4) Talk about pleasure and erogenous zones in the body, and again discuss various religious and cultural takes on them. Do not invisibilise the clitoris, female orgasm, and render female sexuality as passive.
5) Talk about masturbation, and provide cultural and religious views.
6) Talk about sexual orientation, give a brief history on sexuality and cultural and religious views on sexuality.
7) Talk about sexual identity: Emotional attraction (feelings, fantasies and desires), physical attraction (skin colour, body type, gender type), status attraction (attraction to rich people, or rugged working class men), lifestyle preference (spending quality time with whom), and so on.
8) Talk about conception to birth. Probably can include the scientific and creationist perspective. Isn't that comprehensive enough?
9) Teach about sexually-transmitted infections and diseases (already being taught any way).
10) Provide objective simulations of sexual intercourse, so that the non-porn-watchers among the kids can understand what on earth sex is. Of course, parent consent is required; parents can also come and watch with their kids too.
11) Provide negotiation tips on how to say "no" when you are unwilling to have sex, or when you are tired from having sex. (Sex educators need to have humour too, you know.)

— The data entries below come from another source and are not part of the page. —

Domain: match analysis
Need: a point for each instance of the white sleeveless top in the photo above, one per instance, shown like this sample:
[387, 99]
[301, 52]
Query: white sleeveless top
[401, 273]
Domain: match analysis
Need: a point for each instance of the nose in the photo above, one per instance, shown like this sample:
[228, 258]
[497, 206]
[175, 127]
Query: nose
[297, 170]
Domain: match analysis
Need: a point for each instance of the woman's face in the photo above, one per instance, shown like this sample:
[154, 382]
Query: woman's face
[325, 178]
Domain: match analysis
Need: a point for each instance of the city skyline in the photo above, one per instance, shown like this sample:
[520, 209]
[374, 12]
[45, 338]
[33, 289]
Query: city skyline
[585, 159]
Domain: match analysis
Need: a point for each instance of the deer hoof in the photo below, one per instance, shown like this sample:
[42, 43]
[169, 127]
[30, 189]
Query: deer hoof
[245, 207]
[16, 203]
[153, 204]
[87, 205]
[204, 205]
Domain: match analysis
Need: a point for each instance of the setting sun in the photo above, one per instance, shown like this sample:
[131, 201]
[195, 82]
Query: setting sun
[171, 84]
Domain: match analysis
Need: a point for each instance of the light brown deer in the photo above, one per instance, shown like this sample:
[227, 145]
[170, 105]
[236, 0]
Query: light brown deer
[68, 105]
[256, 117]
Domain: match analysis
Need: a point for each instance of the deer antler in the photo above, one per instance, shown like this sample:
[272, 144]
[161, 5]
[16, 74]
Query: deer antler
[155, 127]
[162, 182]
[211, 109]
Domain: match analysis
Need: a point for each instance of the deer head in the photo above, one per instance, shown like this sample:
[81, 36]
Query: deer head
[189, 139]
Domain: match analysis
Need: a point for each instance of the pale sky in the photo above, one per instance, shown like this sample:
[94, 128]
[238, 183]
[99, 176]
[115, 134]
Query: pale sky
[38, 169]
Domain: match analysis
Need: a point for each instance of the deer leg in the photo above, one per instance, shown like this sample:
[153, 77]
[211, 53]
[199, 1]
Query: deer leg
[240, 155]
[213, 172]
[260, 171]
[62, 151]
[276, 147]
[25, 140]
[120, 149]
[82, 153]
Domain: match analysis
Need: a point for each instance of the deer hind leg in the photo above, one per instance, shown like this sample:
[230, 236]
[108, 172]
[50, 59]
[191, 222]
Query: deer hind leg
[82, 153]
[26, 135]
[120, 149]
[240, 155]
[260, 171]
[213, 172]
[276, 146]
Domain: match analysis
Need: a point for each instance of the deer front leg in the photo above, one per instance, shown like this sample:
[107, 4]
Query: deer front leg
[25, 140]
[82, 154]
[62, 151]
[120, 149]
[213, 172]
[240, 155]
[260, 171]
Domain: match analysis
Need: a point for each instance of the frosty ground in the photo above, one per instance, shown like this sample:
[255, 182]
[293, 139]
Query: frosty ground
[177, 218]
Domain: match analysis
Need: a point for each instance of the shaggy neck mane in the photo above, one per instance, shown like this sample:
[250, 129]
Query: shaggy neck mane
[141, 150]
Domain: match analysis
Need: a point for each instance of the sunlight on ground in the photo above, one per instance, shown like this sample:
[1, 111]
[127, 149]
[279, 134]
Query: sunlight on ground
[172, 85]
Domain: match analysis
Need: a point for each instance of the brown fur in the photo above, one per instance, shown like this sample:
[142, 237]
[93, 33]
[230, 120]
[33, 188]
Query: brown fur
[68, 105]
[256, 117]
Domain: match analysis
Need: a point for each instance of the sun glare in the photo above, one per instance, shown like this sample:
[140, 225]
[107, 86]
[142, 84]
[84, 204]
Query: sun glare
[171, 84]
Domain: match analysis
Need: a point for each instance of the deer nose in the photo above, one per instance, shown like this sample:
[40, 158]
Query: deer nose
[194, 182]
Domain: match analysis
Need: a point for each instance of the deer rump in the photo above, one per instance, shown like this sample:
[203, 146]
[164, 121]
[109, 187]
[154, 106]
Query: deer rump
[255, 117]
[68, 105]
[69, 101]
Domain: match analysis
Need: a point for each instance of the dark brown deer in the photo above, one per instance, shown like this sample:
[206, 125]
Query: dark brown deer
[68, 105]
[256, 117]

12) Talk about gender roles and some basics on behavioural science: for example masculine behaviour among men, and feminine behaviour among women. Talk about gender confusion, gender identity disorder and so on.
I think it is important for cultures and religions to be represented in sex education. Ultimately, it is up to the kids to choose which views they feel more closely aligned with.
Even better, religious and community representatives can be invited to participate too! They can speak about sex education from their perspective. It will be just like another Racial Harmony Day, minus the ethnic minority costumes.
My sex education proposal also allows parents of kids the option to opt out, and instead have an organisation of their choosing to teach their kids their preferred brand of sex education, abstinence pledges and 19th Century chastity belts and other iron/steel anti-masturbation contraptions included.
This proposal also introduces to our kids the different cultural approaches to sex education. At least kids can understand sex education from the scientific, the religious and the non-religious perspectives.
Hey! Looks like a lay person like me can help shape sex education in Singapore! If Sam can make sex education proposals, so can you! What do you think?